In [1]:
import numpy as np
import pandas as pd
import matplotlib.pyplot as plt
import scipy.optimize
from pandas_datareader import data as pdr
from scipy.stats import norm,binom,chi2
from scipy.linalg import cholesky
import matplotlib.pyplot as plt 
import datetime as dt
import numpy as np

## OBTAINING THE DATA FROM YAHOO FINANCE

In [2]:
def getData(tickers_list,start,end):
    """inputs: function whose inputs are the list of the ticks for
    the assets we want to include in our portfolio,the start
    and end date of analysis.
    outputs:
     -data: DataFrame of market variables or asset prices
     -returns: DataFrame of the percentage change or returns of the market variable
     -meanReturns: the mean of the returns for each market variable
     -covMatrix: the covariance matrix of the market variables"""
    data=pdr.get_data_yahoo(tickers_list, start, end)['Close']
    data.reset_index(inplace=True)
    dates=data.loc[1:,'Date']
    data.drop(columns=['Date'],inplace=True)
    returns=data.pct_change()
    returns.dropna(inplace=True)
    returns.reset_index(inplace=True, drop=True)
    meanReturns=returns.mean(axis=0)
    covMatrix=returns.cov()

    return data,returns,dates,meanReturns,covMatrix




## VOLATILITY ESTIMATION 

### implementing Garch(1,1) and M-Garch(1,1) 

In [3]:

class Garch1_1:
    """This is a class that calculate GARCH(1,1) optimal parameters c, a, b for a market variable returns and calculate 
    the conditional variances with the optimal parameters """
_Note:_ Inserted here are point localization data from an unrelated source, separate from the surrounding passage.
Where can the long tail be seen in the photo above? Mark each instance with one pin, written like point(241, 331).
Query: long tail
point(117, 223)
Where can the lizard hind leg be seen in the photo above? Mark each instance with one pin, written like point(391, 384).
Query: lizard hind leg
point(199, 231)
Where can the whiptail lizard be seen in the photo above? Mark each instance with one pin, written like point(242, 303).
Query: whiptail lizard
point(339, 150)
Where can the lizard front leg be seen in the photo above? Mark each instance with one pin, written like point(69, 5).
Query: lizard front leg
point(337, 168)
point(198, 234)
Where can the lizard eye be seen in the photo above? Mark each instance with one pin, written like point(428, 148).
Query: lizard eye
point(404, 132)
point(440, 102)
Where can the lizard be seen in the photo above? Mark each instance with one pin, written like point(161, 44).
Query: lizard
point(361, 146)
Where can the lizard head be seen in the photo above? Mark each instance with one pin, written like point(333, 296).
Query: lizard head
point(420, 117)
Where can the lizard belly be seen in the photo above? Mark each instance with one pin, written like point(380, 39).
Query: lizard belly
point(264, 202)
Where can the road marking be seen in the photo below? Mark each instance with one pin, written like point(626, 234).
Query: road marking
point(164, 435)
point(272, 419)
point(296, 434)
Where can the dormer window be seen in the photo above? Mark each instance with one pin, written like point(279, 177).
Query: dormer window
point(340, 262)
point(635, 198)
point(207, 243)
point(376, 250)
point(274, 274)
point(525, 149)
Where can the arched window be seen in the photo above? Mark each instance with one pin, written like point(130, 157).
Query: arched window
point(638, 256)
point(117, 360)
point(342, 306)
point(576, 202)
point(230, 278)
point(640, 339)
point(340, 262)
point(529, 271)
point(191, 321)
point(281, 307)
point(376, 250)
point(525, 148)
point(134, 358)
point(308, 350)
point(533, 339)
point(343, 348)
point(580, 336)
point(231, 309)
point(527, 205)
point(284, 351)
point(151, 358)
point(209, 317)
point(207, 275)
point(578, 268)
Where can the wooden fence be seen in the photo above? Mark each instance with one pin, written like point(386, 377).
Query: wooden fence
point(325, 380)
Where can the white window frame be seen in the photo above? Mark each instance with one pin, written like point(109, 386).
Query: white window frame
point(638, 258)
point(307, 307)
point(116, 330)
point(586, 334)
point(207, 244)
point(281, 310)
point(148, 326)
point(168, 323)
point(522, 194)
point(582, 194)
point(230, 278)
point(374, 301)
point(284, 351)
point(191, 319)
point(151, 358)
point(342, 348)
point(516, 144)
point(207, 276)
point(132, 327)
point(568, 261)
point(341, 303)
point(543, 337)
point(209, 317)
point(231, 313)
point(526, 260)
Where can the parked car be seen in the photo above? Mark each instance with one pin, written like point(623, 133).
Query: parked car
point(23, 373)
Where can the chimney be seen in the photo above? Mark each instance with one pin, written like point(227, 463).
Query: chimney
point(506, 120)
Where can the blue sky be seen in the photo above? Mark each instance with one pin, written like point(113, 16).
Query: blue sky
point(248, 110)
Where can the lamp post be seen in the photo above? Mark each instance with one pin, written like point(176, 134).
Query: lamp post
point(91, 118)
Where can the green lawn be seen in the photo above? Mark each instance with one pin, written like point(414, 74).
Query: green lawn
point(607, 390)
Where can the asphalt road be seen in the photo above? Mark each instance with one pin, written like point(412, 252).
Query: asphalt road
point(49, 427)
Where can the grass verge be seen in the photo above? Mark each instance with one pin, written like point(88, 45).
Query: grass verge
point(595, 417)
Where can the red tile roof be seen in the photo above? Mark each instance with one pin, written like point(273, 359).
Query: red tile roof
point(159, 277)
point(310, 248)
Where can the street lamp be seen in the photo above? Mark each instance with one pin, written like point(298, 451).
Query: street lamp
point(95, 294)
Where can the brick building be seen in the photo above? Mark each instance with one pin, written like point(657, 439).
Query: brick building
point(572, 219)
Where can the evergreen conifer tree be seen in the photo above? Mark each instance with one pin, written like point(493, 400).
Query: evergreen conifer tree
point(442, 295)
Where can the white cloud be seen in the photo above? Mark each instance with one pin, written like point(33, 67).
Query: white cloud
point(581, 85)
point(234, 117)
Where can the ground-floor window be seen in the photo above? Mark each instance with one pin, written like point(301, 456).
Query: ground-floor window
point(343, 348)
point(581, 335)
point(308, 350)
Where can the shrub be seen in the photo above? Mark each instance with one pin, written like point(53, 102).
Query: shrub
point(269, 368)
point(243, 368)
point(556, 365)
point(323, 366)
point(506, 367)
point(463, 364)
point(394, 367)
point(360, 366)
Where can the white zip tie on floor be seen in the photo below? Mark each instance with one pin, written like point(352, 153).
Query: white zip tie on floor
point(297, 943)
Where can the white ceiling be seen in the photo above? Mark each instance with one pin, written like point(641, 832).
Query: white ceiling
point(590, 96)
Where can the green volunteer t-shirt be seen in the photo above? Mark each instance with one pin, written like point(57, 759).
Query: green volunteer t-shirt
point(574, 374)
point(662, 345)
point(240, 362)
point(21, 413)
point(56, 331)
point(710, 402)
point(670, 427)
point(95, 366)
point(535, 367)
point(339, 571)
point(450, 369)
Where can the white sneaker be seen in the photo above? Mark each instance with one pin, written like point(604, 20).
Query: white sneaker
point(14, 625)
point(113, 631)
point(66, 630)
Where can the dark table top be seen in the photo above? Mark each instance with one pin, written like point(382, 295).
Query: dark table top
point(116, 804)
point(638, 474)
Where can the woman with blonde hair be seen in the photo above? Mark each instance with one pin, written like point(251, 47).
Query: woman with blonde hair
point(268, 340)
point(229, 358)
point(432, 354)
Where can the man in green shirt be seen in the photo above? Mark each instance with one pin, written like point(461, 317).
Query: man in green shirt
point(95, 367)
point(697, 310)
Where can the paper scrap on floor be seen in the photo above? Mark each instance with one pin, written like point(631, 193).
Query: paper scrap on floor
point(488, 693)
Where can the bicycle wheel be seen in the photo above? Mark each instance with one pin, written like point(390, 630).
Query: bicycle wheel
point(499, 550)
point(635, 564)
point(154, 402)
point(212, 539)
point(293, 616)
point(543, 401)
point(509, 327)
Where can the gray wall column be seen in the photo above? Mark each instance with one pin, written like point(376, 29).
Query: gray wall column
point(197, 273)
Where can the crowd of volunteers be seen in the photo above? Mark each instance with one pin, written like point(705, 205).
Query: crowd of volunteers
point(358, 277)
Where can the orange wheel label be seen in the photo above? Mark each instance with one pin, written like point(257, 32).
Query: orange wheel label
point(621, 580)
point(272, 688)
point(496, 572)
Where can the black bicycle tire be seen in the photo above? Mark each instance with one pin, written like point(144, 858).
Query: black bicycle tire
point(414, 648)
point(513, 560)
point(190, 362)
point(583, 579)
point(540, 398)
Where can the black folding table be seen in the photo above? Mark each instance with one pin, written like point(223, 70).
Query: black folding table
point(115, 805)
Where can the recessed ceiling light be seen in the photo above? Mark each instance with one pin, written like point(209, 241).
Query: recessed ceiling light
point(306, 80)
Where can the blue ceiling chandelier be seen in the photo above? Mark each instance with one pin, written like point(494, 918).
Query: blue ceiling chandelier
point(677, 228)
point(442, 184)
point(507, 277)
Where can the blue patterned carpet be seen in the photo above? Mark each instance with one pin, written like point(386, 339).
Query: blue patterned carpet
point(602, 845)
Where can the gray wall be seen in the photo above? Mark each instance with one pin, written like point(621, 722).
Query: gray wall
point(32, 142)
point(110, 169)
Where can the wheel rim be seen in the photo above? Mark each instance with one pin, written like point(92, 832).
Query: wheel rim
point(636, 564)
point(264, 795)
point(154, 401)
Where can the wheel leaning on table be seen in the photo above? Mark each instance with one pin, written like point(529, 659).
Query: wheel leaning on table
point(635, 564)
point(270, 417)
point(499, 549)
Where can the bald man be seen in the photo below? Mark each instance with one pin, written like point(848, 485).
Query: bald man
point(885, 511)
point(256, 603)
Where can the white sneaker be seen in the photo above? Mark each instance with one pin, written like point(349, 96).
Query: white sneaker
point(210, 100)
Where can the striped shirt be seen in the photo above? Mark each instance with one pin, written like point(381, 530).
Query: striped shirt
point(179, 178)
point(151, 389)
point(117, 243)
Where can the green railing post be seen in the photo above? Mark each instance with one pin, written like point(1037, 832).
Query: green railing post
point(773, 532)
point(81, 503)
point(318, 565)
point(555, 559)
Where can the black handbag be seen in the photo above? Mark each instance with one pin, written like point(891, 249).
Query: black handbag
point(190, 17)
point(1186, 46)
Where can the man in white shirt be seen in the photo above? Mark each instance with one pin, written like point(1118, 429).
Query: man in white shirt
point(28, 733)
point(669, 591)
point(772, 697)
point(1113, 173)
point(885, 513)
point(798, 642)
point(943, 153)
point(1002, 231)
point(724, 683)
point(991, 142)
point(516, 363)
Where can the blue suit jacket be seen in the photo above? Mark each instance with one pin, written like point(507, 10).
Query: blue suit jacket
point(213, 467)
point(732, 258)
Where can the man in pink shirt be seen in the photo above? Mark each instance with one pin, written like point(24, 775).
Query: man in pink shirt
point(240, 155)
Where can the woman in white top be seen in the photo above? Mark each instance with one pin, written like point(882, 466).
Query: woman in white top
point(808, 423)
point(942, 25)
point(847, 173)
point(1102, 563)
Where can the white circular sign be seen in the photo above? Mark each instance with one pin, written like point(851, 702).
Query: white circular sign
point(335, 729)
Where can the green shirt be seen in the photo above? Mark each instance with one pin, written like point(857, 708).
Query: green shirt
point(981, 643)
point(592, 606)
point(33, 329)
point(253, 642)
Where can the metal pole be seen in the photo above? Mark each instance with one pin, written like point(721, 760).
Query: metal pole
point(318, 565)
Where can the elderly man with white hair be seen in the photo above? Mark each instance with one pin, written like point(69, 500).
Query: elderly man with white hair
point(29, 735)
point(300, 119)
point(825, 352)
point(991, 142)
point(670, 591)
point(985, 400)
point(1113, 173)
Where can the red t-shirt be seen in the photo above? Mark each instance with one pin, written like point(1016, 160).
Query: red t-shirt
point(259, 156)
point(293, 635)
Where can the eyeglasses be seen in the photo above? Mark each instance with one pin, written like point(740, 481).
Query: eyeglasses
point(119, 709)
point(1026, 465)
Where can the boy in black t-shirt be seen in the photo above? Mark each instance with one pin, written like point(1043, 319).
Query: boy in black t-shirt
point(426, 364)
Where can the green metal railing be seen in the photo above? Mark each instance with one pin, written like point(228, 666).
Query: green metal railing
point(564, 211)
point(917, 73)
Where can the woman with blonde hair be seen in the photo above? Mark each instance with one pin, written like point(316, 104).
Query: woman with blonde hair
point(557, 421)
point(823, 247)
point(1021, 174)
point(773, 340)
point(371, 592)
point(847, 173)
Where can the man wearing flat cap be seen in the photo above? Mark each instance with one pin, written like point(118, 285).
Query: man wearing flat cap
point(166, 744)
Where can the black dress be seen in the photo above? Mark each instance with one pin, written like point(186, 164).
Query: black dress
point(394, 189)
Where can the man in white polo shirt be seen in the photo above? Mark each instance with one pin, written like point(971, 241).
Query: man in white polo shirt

    def __init__(self, returns):
        self.returns = np.array(returns)
        self.n=len(self.returns)
        self.params_opt = self.garch_opt()  #extracting the optimal parameters c, a, b
    

    def garch_variance(self, parameters):
        "Returns the variance of a GARCH(1,1) process with the parameters passed"
        
        # specifying parameters
        c = parameters[0]
        a = parameters[1]
        b = parameters[2]

       
        # Initializing an empty array for the varainces in each day
        var_list = np.zeros(self.n)

        # calculating the long-run variance
        Vl=c/(1 - a - b)   
        var_list[0]=Vl
        #calculating variance 
        for i in range(1,self.n):
                var_list[i] = c + a * self.returns[i-1]**2 + b * var_list[i-1]
        return var_list
        
    def garch_loglikelihood(self, parameters):
        " Here we define the log likelihood function to be optimize"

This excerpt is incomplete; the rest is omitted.